Peinture figurative aux couleurs franches et lumineuses. Paysages et scènes de la vie moderne quotidienne — celles d’une middle class américaine : promenades sur la plage, pique nique, farniente — sont peints en retrait. À la contemplation s’ajoute alors l’observation née de cette distance voulue par l’artiste.

— Éditeur : Galerie Thaddeus Ropac, Paris
— Année : 2002
— Format : 24 x 30 cm
— Illustrations : nombreuses, en couleurs et en noir et blanc
— Pages : non paginé
— Langues : français, anglais
— ISBN : 2-910055-12-4
— Prix : non précisé

La stratégie du paysage
par Catherine Perret

« Qu’est-ce qui cache la figure ? C’est évidemment son éclat même. Il en est presque comme de ces lumières indécises qui disparaissent lorsqu’elles sont baignées par le soleil : les artifices de la rhétorique rentrent dans l’ombre quand la grandeur les environne de toutes parts. Il y a peut-être aussi dans la peinture quelque chose d’analogue : dans un tableau, l’ombre et la lumière sont distribuées parallèlement sur le même plan; et pourtant ce qui se présente d’abord à la vue c’est la lumière : non seulement elle crée le relief mais elle apparaît beaucoup plus près de nous. De même dans le discours : le pathétique et le sublime apparaissent plus proches de nous, grâce à une affinité naturelle et à leur éclat, de sorte qu’ils se présentent toujours à nous avant les figures dont ils relèguent l’art dans une ombre qui semble le tenir caché ». [Du Sublime, Pseudo-Longin, Paris : Les Belles Lettres, 1965, p. 31]

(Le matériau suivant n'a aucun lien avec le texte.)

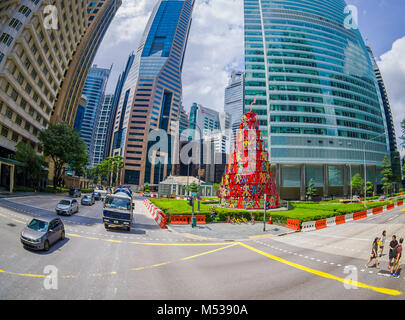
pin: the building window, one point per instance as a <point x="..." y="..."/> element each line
<point x="4" y="132"/>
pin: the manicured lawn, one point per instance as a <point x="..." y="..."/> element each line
<point x="301" y="211"/>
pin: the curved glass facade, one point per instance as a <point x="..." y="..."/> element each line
<point x="315" y="89"/>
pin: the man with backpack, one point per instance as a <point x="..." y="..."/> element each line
<point x="397" y="262"/>
<point x="393" y="249"/>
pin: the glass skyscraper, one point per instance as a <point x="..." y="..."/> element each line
<point x="316" y="94"/>
<point x="94" y="89"/>
<point x="152" y="94"/>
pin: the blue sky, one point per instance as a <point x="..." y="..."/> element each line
<point x="381" y="21"/>
<point x="215" y="46"/>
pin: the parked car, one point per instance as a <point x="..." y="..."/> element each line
<point x="67" y="207"/>
<point x="97" y="196"/>
<point x="88" y="200"/>
<point x="74" y="192"/>
<point x="41" y="233"/>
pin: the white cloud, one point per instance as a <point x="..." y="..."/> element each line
<point x="392" y="66"/>
<point x="215" y="46"/>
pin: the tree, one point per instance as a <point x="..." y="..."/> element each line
<point x="34" y="163"/>
<point x="192" y="187"/>
<point x="357" y="184"/>
<point x="311" y="190"/>
<point x="387" y="176"/>
<point x="65" y="147"/>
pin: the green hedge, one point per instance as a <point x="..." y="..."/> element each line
<point x="301" y="211"/>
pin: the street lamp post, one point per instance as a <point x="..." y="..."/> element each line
<point x="365" y="167"/>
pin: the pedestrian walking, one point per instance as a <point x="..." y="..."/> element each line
<point x="381" y="242"/>
<point x="393" y="248"/>
<point x="374" y="254"/>
<point x="397" y="262"/>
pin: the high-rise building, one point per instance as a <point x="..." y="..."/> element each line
<point x="80" y="113"/>
<point x="206" y="119"/>
<point x="100" y="13"/>
<point x="94" y="90"/>
<point x="117" y="95"/>
<point x="101" y="130"/>
<point x="395" y="155"/>
<point x="152" y="94"/>
<point x="34" y="58"/>
<point x="316" y="95"/>
<point x="234" y="99"/>
<point x="184" y="122"/>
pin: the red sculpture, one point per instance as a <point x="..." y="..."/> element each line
<point x="248" y="176"/>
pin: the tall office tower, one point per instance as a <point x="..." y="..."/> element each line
<point x="395" y="155"/>
<point x="206" y="119"/>
<point x="101" y="130"/>
<point x="35" y="54"/>
<point x="93" y="90"/>
<point x="152" y="94"/>
<point x="80" y="113"/>
<point x="234" y="99"/>
<point x="316" y="95"/>
<point x="184" y="122"/>
<point x="117" y="95"/>
<point x="100" y="13"/>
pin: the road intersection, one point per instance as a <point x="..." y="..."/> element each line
<point x="151" y="263"/>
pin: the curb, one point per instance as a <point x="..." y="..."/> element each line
<point x="330" y="222"/>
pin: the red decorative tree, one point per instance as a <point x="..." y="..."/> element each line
<point x="248" y="176"/>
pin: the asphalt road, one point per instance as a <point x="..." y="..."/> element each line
<point x="155" y="264"/>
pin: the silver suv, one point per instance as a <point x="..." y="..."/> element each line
<point x="41" y="233"/>
<point x="67" y="207"/>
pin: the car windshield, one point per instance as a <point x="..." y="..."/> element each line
<point x="117" y="203"/>
<point x="38" y="225"/>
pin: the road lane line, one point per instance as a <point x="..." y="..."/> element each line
<point x="324" y="274"/>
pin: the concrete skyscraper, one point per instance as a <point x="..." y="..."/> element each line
<point x="235" y="99"/>
<point x="34" y="58"/>
<point x="395" y="155"/>
<point x="152" y="94"/>
<point x="101" y="130"/>
<point x="316" y="94"/>
<point x="99" y="14"/>
<point x="94" y="90"/>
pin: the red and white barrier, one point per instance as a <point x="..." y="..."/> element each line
<point x="324" y="223"/>
<point x="157" y="214"/>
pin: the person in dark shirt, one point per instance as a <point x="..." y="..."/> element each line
<point x="397" y="262"/>
<point x="393" y="247"/>
<point x="374" y="254"/>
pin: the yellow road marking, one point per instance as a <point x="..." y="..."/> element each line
<point x="324" y="274"/>
<point x="261" y="236"/>
<point x="183" y="259"/>
<point x="179" y="244"/>
<point x="208" y="252"/>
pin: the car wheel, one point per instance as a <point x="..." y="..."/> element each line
<point x="46" y="245"/>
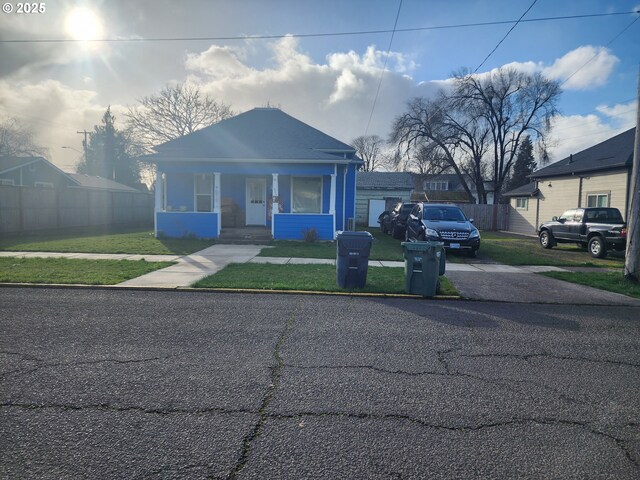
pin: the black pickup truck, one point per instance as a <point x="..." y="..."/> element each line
<point x="597" y="229"/>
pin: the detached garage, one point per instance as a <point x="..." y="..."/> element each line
<point x="376" y="191"/>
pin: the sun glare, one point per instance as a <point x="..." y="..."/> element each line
<point x="83" y="24"/>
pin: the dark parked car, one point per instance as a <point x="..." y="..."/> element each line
<point x="386" y="218"/>
<point x="596" y="229"/>
<point x="399" y="225"/>
<point x="443" y="223"/>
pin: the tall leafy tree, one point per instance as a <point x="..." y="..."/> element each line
<point x="110" y="153"/>
<point x="524" y="165"/>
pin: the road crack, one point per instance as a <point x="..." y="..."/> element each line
<point x="276" y="373"/>
<point x="529" y="356"/>
<point x="106" y="407"/>
<point x="468" y="428"/>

Oublions pour l’instant le pathétique et le sublime, ces catégories apparemment d’un autre âge. Et pour commencer de voir les toutes dernières œuvres d’Alex Katz réunies dans la galerie Thaddaeus Ropac, ne retenons de cette citation que ceci : comment à la surface du tableau la valeur claire éclipse la valeur sombre, comment dans le discours l’éclat de la figure dissimule la figure même, comment donc lorsqu’elle est portée à incandescence la lumière dissipe ou dissout le style. Puis tournons-nous vers la figure d’Isca, emblème de ce style « cool » dont Alex Katz a fait le nerf de son œuvre et depuis toujours sa revendication première, Et considérons maintenant comment l’impeccabilité du portrait solitaire a pour ainsi dire fondu dans les paysages, dans les épanchements lumineux des soirées au bord du Maine, dans le poudroiement des chênes traités dans la grande tradition impressionniste, dans les scènes de plage écrasées de soleil. Les personnages flous, cheveux défaits, tenues vaguement « casual », sont bien les mêmes (les mêmes up-middle-class que dans les parties et pique-nique réalisés depuis les années 1960 par Alex Katz) et ces résidences secondaires sont les annexes des lofts new-yorkais souvent vus dans ses tableaux (7:30 pm, juin ou juillet 2001 : la chaleur commence à tomber, c’est l’heure de l’apéritif). Sauf que leur décence a cessé de corseter la toile elle-même, sauf que leur objectivité stoï;que ne fait plus cadre, sauf que le malaise contenu qu’exhale leur socialité puritaine a été comme soufflé par on ne sait quelle folie du paysage. Folie sereine d’ailleurs. Folie de sérénité. Splendeur apollinienne. Rendue à sa liquidité antique, la lumière a comme dissout le style, ou du moins son squelette rhétorique. Quelque chose s’est effacé, a été effacé. Mais quoi ? Et pourquoi ?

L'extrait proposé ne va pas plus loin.